I ragazzi lavorano veloci, eseguono alla perfezione ogni mia richiesta, nell’angusta cucina del palazzo, sotto la sala dei ricevimenti. Tra i fumi delle acque a bollore e i cozzi quasi musicali dei pentolami, quattro uomini vestiti di bianco danzano attorno ai piatti. Pinguini entrano ed escono con le portate. La concentrazione è tutto. “Vieni qui quel con quel vassoio!” Un ritocco e poi via, sennò si raffredda.
In cucina tutto ha un ordine preciso, i cuochi ruotano attorno al cibo come satelliti attorno a un pianeta. Orbite più o meno circolari che richiamano alla mente le perfezioni dell’universo. Pesci cadaveri santificati al dio del palato. Tutto ciò mi delizia.

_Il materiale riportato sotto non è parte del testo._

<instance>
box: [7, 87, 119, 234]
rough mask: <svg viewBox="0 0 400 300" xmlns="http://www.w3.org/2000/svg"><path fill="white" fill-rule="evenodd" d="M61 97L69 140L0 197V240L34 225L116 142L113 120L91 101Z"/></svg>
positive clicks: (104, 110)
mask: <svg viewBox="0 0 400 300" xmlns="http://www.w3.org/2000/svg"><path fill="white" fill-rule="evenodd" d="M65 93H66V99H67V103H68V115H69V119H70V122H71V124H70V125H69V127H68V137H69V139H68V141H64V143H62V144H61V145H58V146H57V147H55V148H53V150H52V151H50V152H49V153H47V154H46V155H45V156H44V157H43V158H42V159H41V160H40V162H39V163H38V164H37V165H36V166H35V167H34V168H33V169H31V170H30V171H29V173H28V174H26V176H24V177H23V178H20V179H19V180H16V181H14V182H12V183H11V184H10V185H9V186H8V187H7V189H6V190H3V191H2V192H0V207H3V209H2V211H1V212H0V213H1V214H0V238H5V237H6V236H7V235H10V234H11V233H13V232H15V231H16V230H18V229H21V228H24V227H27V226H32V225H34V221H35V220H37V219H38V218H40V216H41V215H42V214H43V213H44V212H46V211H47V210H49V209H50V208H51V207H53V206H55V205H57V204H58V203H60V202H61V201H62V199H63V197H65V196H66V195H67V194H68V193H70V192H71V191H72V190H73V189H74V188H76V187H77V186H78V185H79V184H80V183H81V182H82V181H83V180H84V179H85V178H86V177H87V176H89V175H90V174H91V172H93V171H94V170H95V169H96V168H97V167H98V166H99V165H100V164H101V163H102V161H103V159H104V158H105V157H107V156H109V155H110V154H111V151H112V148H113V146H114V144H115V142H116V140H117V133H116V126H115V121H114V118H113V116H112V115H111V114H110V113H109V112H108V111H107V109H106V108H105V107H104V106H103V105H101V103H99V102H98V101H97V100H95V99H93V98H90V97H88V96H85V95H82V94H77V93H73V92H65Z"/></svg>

Il presidente non ha assolutamente nessuna idea di quel che avviene tra queste quattro mura. Sono anni che invita i suoi amici, che si pavoneggia vezzeggiando i suoi lussi, cucina compresa, ma non è mai sceso a dirci una parola, a farci partecipi del successo. Paga bene, certo, ma non è tutto. I soldi non sono mai tutto…
Nel pesce l’arsenico ci sta una meraviglia. Ci va a braccetto, come l’alloro coi fegatini di maiale, come una spruzzata di pepe nero sulla volgare carbonara. Era da tanto tempo che gli volevo preparare questo piatto…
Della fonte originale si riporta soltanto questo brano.